You see your financial advisor. Initially he may do some assessment of your needs, he’ll give you some advice and make some recommendations about where to invest your money. Then off you go, thinking you’ve got a great deal. Even better, the guy doesn’t even give you an invoice.

He doesn’t have to, of course. He gets paid a commission by whoever he recommended you invest your money with. And he usually gets paid that commission in advance and you pay it off via fees and interest charged against your account, year in year out.

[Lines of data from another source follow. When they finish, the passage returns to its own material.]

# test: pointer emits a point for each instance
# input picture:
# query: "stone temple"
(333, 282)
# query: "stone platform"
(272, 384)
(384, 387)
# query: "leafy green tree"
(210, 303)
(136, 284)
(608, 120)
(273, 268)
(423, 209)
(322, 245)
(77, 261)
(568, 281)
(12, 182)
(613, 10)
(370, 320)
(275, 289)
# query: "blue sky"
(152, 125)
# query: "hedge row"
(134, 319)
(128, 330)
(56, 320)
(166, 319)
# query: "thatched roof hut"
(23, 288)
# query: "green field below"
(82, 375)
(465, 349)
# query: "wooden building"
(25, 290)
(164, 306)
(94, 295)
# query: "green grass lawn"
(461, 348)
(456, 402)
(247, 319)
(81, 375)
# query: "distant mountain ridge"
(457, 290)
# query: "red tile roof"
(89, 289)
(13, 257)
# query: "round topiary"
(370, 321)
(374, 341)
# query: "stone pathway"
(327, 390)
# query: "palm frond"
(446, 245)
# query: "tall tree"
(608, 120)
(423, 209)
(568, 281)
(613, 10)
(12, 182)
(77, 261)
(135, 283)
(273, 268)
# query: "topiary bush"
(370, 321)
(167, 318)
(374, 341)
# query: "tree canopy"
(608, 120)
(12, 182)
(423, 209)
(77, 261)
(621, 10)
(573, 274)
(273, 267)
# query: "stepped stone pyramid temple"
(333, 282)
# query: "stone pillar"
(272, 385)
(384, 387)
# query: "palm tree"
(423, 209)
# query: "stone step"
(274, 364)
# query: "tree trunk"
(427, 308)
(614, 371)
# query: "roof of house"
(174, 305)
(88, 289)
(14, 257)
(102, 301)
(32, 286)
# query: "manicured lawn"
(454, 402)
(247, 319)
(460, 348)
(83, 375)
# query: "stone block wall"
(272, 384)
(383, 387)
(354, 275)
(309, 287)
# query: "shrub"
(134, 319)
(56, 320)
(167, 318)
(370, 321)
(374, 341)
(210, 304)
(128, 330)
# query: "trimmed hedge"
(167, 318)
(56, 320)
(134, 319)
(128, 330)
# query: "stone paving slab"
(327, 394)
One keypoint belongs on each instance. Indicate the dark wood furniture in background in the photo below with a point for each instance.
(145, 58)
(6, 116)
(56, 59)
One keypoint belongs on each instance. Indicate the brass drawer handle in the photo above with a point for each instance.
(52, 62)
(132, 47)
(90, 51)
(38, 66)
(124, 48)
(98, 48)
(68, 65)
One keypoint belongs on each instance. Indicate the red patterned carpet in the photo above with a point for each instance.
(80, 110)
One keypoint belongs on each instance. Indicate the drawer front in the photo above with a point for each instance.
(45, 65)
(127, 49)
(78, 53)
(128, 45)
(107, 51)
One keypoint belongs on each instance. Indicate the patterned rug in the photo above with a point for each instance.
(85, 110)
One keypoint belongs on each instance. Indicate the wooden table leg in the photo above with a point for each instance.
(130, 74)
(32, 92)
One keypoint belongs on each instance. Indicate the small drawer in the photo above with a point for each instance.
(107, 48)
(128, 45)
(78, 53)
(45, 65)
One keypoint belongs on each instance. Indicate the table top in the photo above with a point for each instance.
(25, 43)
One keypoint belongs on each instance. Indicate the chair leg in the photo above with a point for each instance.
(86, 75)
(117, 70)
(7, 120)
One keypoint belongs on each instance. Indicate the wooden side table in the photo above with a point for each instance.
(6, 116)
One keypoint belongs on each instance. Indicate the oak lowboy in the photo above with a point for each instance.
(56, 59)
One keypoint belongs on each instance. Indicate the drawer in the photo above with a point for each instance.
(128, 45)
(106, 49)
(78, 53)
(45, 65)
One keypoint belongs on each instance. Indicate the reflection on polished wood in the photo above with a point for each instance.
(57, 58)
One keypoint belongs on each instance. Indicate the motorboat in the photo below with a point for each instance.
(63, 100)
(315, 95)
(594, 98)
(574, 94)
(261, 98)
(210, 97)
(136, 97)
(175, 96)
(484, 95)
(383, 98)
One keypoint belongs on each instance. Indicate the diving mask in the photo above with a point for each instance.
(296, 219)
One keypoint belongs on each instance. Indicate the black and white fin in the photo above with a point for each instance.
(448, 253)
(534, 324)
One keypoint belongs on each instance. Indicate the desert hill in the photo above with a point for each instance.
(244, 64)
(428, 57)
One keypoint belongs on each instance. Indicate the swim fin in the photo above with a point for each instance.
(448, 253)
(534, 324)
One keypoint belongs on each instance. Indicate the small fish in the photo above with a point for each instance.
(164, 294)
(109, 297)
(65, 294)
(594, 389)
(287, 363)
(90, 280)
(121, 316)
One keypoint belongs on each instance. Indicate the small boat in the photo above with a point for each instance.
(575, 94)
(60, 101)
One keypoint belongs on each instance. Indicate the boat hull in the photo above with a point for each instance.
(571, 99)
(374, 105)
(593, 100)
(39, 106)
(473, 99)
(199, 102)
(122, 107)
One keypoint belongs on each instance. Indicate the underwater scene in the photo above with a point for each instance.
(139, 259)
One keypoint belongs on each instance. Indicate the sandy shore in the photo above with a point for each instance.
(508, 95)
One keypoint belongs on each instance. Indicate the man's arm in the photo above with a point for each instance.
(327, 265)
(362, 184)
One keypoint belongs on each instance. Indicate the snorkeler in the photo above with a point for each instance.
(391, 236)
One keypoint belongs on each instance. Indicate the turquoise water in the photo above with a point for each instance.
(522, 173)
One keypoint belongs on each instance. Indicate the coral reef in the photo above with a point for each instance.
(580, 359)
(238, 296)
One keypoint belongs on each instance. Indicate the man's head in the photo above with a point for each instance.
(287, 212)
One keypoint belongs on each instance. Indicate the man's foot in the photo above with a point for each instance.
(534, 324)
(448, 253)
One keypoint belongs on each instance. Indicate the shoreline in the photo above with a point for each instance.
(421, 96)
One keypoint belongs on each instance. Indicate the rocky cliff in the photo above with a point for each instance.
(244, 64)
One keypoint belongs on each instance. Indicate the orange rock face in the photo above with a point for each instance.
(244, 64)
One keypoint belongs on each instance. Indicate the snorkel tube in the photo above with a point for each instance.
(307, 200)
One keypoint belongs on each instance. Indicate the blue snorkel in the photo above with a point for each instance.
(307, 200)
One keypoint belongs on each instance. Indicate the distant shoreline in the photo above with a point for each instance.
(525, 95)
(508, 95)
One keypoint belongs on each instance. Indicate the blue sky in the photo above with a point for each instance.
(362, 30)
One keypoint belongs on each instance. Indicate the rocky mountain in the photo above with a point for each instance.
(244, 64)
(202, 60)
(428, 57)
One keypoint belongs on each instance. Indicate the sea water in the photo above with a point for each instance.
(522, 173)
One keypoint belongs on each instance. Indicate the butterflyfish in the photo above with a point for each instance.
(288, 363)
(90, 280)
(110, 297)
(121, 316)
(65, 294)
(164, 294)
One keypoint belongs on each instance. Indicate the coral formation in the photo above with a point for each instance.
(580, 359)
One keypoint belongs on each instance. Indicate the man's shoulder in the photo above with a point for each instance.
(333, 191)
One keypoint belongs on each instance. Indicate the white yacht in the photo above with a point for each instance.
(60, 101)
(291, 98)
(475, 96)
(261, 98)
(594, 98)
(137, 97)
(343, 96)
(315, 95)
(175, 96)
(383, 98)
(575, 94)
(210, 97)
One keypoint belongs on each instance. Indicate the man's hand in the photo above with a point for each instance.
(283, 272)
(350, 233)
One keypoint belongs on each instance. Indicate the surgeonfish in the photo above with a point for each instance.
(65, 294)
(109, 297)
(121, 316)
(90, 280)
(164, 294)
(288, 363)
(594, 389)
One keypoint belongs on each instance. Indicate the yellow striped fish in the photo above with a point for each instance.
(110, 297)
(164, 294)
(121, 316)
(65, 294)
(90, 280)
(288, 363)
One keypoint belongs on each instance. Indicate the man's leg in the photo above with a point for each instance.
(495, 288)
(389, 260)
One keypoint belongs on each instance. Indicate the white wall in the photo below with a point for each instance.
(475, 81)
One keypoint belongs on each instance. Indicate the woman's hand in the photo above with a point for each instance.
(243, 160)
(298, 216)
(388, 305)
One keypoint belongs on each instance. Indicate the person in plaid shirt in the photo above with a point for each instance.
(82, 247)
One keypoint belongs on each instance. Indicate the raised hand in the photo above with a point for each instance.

Now if you saw your advisor every single year, and he spent time re-assessing your needs, making sure you stayed the course, that you didn’t give in to your emotions when the markets moved against you, or stop contributing when cash was tight, that might be (almost) justifiable. But most people don’t see their advisor more than once.

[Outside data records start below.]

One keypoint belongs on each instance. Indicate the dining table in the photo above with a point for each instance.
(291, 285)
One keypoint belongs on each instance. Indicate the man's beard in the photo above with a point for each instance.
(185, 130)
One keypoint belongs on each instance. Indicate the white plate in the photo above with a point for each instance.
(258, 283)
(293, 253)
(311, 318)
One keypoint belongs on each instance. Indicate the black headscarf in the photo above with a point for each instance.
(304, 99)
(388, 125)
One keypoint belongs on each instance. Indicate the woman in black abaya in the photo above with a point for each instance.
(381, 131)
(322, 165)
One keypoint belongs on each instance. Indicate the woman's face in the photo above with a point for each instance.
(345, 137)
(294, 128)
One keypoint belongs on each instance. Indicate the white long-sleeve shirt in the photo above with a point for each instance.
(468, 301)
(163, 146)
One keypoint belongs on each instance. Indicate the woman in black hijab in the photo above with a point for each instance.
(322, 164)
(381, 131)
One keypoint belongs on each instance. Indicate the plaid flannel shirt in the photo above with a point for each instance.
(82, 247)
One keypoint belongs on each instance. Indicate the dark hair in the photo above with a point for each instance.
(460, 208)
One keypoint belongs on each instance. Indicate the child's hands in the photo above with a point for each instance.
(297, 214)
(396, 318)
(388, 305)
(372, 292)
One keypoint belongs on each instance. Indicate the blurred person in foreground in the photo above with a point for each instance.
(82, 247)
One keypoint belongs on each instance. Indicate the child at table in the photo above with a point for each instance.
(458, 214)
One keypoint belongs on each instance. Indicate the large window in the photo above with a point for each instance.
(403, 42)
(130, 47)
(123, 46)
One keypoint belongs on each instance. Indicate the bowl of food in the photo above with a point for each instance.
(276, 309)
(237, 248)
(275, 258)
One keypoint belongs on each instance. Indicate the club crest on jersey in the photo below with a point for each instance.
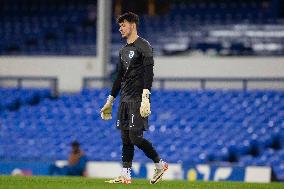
(131, 54)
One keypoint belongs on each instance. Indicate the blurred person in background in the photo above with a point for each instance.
(134, 82)
(76, 163)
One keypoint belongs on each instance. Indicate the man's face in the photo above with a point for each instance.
(126, 28)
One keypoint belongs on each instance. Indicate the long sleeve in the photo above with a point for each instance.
(148, 62)
(148, 72)
(117, 82)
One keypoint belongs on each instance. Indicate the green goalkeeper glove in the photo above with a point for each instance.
(145, 109)
(107, 109)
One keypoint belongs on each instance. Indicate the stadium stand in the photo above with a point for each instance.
(13, 98)
(196, 126)
(30, 27)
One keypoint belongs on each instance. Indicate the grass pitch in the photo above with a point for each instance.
(41, 182)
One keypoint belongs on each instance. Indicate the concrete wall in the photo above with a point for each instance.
(71, 70)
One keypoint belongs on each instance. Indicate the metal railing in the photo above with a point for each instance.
(201, 80)
(20, 80)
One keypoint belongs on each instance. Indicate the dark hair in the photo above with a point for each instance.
(129, 17)
(75, 144)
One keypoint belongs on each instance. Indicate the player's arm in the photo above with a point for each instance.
(106, 111)
(148, 63)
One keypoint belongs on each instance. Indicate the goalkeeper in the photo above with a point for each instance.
(134, 82)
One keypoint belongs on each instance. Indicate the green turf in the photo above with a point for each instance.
(19, 182)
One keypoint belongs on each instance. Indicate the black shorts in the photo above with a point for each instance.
(129, 118)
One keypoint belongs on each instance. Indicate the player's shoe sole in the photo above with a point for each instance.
(119, 180)
(157, 178)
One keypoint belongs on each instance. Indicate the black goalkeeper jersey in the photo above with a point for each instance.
(135, 70)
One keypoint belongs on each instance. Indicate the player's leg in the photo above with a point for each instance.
(127, 146)
(137, 124)
(127, 154)
(127, 157)
(136, 137)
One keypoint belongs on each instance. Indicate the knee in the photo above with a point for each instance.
(136, 139)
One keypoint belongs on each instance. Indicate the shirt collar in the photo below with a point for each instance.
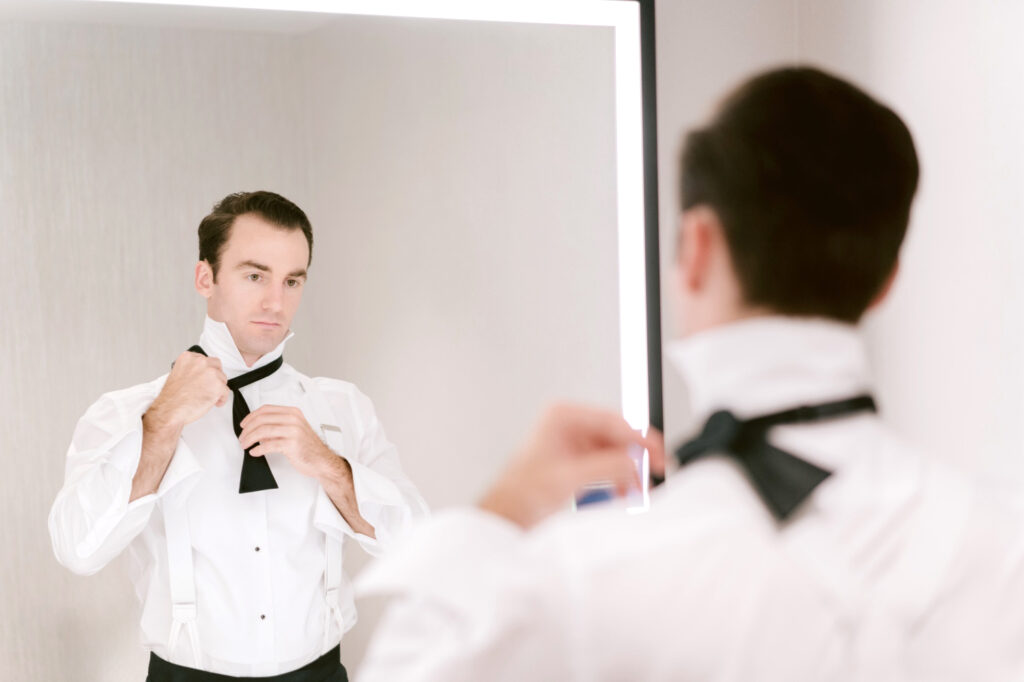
(763, 365)
(217, 342)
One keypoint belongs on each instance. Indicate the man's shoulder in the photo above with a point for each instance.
(124, 403)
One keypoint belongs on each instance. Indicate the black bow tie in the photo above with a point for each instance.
(256, 474)
(783, 480)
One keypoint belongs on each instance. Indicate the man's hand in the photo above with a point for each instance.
(572, 445)
(195, 385)
(286, 430)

The sales commission is typically around 3-5% of the value of your contributions. So if you are saving, say, R7,500 monthly (15% of an R600,000 annual income), more than R1,000 rand of that would go toward the commission and the interest on the debt you unwittingly assumed.

And it gets worse. You are not just giving up some of your contributions, but also the return those contributions would have earned you. Over a 40-year savings life the full cost of your broker’s commission could end up costing you between R700,000 and a R1 million. That’s in today’s money, stripping out inflationary gains. You’ll likely be short more than 10% of your final investment value.

Imagine giving up 10% of your life’s saving for a few hours of financial planning advice.

Unlike doctors, advisors can’t honestly tell you: “This won’t hurt at all.” You probably won’t feel the pain until you retire, by which time it’ll be too late to do anything about it.

 

This is not to say advisors add no value, only that their remuneration serves them very well and often punishes clients very badly.

If that doctor you saw at the beginning of this story was able, in one consultation, to keep you healthy for the rest of your life, you probably wouldn’t have any qualms about paying a yearly fee in exchange. It would be worth it. But the doctor can’t do that for you. So she must keep earning her fees. So should your advisor.

Legislation in the UK has forced advisors to change the way they charge. They can no longer earn commissions. Instead, they are obliged to charge a fee. In the US, 70% of advisors now charge a fee rather than earning commissions. The Financial Services Board in South Africa has proposed ending commissions here, too, but that has yet to be enforced.

That shouldn’t stop you from asking your advisor to forgo his commission in favour of a negotiable fee. This would be annually renewable at your discretion. Which means that if you don’t get good service, or value for money from your advisor, you simply instruct the investment manager to cancel the future payments. This discretion makes the process fair and transparent.

It also means your advisor is going to be more objective and impartial about which investments he recommends, since he has no motive to choose one fund or asset manager over another. He is driven by what is best for you, not which provider will pay him the bigger commission.

If your advisor really has your best interests at heart, he should have no objection to charging this way. If he does, perhaps it’s time to re-examine the relationship.